Ha sonado un pitido repentino y corro hacia él. La tetera que había puesto sobre la estufa de gas ha empezado a hervir y rebosa, esperando que llegue la dueña a apaciguar su calor, como en una instantánea.

Soy una mujer de mediana edad y entrada en carnes. Llevo un suéter marrón y una falda blanca que mi hija desechó con desprecio. En el pelo llevo permanente y está recogido con unas pinzas. Es una imagen sombría que, por momentos, me recuerda a la de un pequeño monstruo.

Una vez, cuando mi hijo era aún adolescente, se enfrentó a mí diciendo que parecía un monstruo, y yo, loca de cólera, agarré un voluminoso libro y le pegué en la cabeza.

Sin embargo, no siempre es así, porque, por extraño que me parezca hasta a mí misma, a veces me siento y me veo angelicalmente hermosa. Entonces desaparece toda sombra en mí y suena una música celestial que atraviesa lo finito y sale volando por las ventanas hasta alcanzar el mismo cielo. Otras veces, sin motivo aparente, acompaño las melodías del radio con llantos y gritos, y termino bañada en lágrimas de desconsuelo.

Tal vez ya lo sospechas. No soy más que una mujer madura inmersa en el derrotismo, que trata de justificar y darse explicaciones para levantarse día tras día.

He llegado hasta este momento paso a paso. Sin embargo, de aquellos días de mi infancia en que me había sentido tan fascinada por el jardín florido o desde que aquel monstruo que me perseguía en sueños y me hizo latir el corazón con tanta vehemencia, ha pasado tanto tiempo que ya casi ni me reconozco ni sé bien el dónde ni el porqué de esta desviación que en algún punto del camino supongo tuve.

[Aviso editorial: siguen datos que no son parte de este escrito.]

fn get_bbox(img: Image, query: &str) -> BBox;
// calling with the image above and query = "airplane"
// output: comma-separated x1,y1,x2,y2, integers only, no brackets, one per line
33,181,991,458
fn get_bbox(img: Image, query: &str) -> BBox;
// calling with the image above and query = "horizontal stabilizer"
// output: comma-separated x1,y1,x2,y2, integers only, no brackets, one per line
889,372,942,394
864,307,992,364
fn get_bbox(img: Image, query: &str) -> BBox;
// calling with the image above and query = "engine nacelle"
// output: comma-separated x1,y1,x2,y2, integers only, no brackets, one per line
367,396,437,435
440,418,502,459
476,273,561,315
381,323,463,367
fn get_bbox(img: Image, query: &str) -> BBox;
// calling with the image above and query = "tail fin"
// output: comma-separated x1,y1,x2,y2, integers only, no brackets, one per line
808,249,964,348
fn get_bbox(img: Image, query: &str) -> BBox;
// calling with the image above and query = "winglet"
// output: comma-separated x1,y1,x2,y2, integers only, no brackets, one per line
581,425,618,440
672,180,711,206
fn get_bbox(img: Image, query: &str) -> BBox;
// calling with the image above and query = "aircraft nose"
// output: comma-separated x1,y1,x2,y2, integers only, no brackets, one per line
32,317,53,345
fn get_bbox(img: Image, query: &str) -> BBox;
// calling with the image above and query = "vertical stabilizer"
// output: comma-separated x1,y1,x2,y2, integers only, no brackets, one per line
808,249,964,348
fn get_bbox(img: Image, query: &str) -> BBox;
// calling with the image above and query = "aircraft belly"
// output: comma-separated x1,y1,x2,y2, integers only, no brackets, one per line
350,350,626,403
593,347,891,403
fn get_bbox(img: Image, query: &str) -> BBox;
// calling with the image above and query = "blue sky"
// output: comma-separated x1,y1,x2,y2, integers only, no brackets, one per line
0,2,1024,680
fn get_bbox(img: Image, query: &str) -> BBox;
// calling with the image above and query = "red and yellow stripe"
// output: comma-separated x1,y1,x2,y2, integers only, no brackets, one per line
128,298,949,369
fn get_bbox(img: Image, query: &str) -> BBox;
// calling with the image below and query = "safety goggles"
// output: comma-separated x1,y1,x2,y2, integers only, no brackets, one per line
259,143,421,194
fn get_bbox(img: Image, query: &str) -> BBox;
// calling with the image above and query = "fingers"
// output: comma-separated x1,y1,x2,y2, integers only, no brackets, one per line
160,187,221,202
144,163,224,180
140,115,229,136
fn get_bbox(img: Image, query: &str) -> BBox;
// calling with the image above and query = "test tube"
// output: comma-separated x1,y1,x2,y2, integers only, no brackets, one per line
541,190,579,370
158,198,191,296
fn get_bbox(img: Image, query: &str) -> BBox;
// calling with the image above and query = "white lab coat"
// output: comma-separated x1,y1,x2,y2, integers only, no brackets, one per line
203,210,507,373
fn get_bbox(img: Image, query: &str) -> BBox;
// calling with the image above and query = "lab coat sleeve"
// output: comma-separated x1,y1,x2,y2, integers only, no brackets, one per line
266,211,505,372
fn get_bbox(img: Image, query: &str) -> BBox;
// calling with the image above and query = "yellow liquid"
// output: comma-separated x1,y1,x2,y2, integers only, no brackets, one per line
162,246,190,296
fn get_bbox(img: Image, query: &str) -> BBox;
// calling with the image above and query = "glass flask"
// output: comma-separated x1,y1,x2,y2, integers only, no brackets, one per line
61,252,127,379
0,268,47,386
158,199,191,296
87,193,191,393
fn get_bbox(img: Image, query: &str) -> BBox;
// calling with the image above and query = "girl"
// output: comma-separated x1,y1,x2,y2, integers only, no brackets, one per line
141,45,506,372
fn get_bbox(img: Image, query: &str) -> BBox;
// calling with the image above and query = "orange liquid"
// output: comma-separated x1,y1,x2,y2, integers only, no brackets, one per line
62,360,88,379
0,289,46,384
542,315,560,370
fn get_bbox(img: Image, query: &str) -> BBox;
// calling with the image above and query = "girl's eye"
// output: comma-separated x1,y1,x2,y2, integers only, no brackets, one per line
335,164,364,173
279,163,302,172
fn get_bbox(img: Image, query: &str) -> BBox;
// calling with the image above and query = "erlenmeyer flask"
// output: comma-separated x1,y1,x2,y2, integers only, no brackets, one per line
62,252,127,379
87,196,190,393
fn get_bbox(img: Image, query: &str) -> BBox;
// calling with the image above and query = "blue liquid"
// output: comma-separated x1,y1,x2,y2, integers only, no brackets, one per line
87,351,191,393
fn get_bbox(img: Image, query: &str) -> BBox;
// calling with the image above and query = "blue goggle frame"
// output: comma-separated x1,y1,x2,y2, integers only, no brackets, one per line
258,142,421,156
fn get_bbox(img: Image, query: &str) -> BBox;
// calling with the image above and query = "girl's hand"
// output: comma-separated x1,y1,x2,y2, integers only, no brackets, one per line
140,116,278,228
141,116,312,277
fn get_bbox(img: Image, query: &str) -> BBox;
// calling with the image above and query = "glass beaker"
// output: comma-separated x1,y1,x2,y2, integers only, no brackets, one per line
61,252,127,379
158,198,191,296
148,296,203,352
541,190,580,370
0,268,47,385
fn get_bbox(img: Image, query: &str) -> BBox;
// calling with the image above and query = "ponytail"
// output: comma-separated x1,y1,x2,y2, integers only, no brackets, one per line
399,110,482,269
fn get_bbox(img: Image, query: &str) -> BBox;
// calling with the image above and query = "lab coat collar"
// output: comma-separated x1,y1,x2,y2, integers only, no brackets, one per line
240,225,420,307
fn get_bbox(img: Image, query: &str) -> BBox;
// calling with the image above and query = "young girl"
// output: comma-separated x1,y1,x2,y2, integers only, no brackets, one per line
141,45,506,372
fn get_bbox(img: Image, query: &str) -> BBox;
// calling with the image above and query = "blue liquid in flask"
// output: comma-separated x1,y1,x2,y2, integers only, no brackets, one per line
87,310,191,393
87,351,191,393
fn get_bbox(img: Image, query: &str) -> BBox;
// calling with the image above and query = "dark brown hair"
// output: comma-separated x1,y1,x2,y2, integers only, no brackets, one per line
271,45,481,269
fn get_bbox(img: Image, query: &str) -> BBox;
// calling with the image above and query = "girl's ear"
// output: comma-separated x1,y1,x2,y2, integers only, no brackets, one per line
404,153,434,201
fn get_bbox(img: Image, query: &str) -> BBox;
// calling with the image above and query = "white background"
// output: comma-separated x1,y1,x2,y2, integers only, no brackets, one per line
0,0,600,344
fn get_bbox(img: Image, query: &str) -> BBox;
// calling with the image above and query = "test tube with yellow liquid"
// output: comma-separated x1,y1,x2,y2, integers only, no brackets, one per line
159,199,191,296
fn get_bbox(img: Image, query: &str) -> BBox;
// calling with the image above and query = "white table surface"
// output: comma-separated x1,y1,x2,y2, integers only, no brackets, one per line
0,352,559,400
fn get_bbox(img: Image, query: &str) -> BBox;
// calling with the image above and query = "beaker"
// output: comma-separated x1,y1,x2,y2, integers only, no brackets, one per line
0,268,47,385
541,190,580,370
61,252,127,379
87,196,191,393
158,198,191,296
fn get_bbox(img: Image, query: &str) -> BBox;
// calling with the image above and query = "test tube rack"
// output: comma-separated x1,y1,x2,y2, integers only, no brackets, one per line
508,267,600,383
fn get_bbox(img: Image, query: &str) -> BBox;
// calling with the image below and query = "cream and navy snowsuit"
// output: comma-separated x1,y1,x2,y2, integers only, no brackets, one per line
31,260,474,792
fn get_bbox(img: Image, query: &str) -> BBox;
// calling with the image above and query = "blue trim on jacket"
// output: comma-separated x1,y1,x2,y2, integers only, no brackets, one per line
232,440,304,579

Cuando recuerdo mi pasado, me siento a ratos abrumada de unatimidez y un pudor tan ridículos que intuyo en mi personalidad miedos y rencores tan inherentes como desconocidos. Nunca he sabido, y sigo sin saber, cómo he de vivir. Todo lo que hago, aun cuando me dedico al simple hecho de limpiar el suelo de la terraza, lo hago como si de ello dependiera mi vida. Me casé, pero seguí trabajando. Después, cuando dejé el trabajo, me puse a escribir, de manera que cuando entré a la literatura ya contaba con más de cuarenta años.

La escritura es parte de mi ser, quizá lo sea todo. Tomo aliento en ella porque es el mundo que me es más familiar, el único en el que me veo naturalizada.